Astudillo deberá revisar si le es funcional la estrategia de querer manipular la tragedia social nacional de Iguala como un asunto electoral, por lo que su pretensión de descalificar a Beatriz Mojica de no tener calidad moral por haberse presentado como candidata del PRD a la gubernatura y al no haber renunciado a la Secretaria de Desarrollo Social, probablemente no le corresponde hacerla al candidato priista sino al ciudadano elector guerrerense, con lo que centra su estrategia en contra del PRD gobernante y asume que, dada la fragmentación de la izquierda ninguno de los demás candidatos y candidatas le opondrá electoralmente un desafío.

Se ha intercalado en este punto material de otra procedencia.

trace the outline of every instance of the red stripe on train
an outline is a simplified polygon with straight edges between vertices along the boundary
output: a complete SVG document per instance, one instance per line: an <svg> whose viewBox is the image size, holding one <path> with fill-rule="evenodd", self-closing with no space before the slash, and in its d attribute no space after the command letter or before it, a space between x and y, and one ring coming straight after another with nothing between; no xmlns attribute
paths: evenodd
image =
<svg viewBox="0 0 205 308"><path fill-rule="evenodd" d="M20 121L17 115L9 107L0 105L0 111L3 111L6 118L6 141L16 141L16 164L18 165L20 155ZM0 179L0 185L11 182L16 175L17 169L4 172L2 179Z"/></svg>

Por su parte, Luis Walton ha sabido asirse de posiciones de poder a golpe de virtud, de riqueza empresarial, de capital político desde esferas aparentemente marginales: con alianzas tácticas con líderes/empresarios/legisladores/militantes importantes de la entidad, y con el proprio ex senador Lázaro Mazón (a pesar de la anti campaña mediática nacional en contra del médico de Iguala en fuego de desprestigio azuzado por líderes nacionales del PRD y al que el propio Andrés Manuel López Obrador/Morena descartó para la gubernatura), y acaso por haber logrado revertir la opinión negativa que los acapulqueños tenían de su administración y por la obra pública monumental a la vista del turista y del ciudadano de a pie en zonas estratégicas de la ciudad de Acapulco, Walton configura progresivamente un frente estatal de liderazgos y alianzas capaces de anudar hasta donde es posible una izquierda estatal deshilada desde la mano de los ex gobernadores y sus cuestionables resultados. Se acusa a Walton de tener sesgos de soberbia: el saber estar más accesible al ciudadano y a las élites, evitando su disposición a tomar estudiada distancia de los demás, tal vez podrá ofrecerle mejores dividendos electorales para vencer a Héctor Astudillo, Beatriz Mojica, Jorge Camacho, Pablo Sandoval, Karime Sevilla, Alberto López Rosas, Raymundo Nogueda y Godeleva Rodríguez.
Valoremos estrategias de campaña y sus desempeños en el debate del próximo 29 de abril. El reloj del suspenso guerrerense sigue su curso y deberá ser superado con la mano prudente de un nuevo gobernador.

* Doctor en Ciencias Políticas y Sociales de la UNAM.